Automated, Interactive Transcripts

by Jeffrey Way
Sep 06.2023

As you can imagine, Laracasts frequently receives requests for new courses and site features. One feature request in particular that often pops up is companion written tutorials for every video. It’s not a bad idea! In a perfect world, this would be a natural and perfect addition to the site. But, as always, there’s one big roadblock: time.

To do it properly would require a significant amount of work. And this is especially true for the types of videos we create at Laracasts. They don’t always map so easily to a written format. Nonetheless, the appeal is still there. I’ve even toyed around with implementing it, on and off, for a number of years now. But every time I get close to saying yes, I’m forced to return to the reality that we’re a very small business with limited resources. What you may refer to as a helpful new feature, I might consider “yet another thing we have to organize and be responsible for.” It’s a difficult tight-rope to walk sometimes. For every “wouldn’t it be cool if…”, somebody has to take ownership.

Middle Ground

I think I’ve landed on a reasonable middle-ground, however. One that’s imperfect, but cheap and automated. My two favorite things!

We’re programmers. If it can be automated, then it should be automated.

You’ll notice that all recent and new videos at Laracasts include a “Toggle Transcript” button at the bottom of the episode list in the sidebar.

Video page with "Toggle Transcript" button.

Clicking this will reveal an interactive transcript for the video. Press play, and the transcript will neatly follow along with the video, highlighting each section as you come to it.

Laracasts Video With Transcript.

And if you’d rather advance to the portion of the video where we, say, discuss Laravel Sail, then you can search for “Laravel Sail” in the transcript and instantly play the video at that exact timestamp. Useful!

Click here to see an example of a video that includes a companion transcript.

But, it’s not perfect. Perhaps one day, automated transcriptions will be indistinguishable from those that are manually prepared by a human. But right now - and especially for programming videos - that’s not possible. So, we have two ways to deal with this:

  1. Allow it. These are automatically generated; people will understand that it’s a close approximation, but not perfect.
  2. Require a human to review and edit every new transcript.

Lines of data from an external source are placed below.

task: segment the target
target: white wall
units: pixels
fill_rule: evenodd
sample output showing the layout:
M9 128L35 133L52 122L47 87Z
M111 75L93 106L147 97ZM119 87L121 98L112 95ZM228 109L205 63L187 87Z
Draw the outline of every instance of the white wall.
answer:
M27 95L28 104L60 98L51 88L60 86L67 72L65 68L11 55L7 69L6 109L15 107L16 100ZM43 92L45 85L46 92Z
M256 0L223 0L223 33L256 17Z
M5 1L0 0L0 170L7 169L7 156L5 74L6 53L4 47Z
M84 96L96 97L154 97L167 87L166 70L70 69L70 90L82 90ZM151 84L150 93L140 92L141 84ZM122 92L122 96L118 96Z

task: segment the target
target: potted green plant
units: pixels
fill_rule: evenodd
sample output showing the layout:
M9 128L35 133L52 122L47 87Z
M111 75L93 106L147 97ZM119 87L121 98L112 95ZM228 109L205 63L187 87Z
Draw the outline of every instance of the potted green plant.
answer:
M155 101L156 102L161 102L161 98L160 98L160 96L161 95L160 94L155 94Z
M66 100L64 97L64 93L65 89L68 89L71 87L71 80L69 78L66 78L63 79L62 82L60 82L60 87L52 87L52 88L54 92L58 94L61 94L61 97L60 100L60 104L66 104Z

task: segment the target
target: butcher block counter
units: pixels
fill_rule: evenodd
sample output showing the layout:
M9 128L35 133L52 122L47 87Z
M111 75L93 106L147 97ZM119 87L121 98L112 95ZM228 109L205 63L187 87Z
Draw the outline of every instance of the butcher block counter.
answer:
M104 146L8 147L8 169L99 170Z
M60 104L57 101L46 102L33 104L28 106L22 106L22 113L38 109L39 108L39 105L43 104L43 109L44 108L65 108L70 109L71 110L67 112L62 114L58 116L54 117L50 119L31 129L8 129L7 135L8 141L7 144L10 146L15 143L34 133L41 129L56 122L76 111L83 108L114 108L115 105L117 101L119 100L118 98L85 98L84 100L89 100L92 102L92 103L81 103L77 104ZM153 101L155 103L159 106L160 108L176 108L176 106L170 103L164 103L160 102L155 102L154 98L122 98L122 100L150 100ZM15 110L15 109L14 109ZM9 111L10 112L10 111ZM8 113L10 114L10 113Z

For a period of time a number of months ago, I chose the second option. And I was that human editor. The problem, again, was that it required a significant amount of time; time that would be better spent elsewhere. While I might eventually hire a third-party service or contractor to take ownership of this, for now, I’m going to keeps things automated and imperfect.

Planning the Feature

From the start, we knew that we wanted more than just a basic transcript below the video player. No, instead, we wanted it to be interactive. Consider these requirements that we came up with:

  • The transcript should be split into timestamps.
  • It should synchronize with the video player. Press play, and the transcript instantly transitions to the corresponding paragraph.
  • The user should be able to search the transcript for keywords, and tab between every occurrence.
  • Every segment of the transcript should be clickable. When clicked, the video immediately transitions to that exact timestamp.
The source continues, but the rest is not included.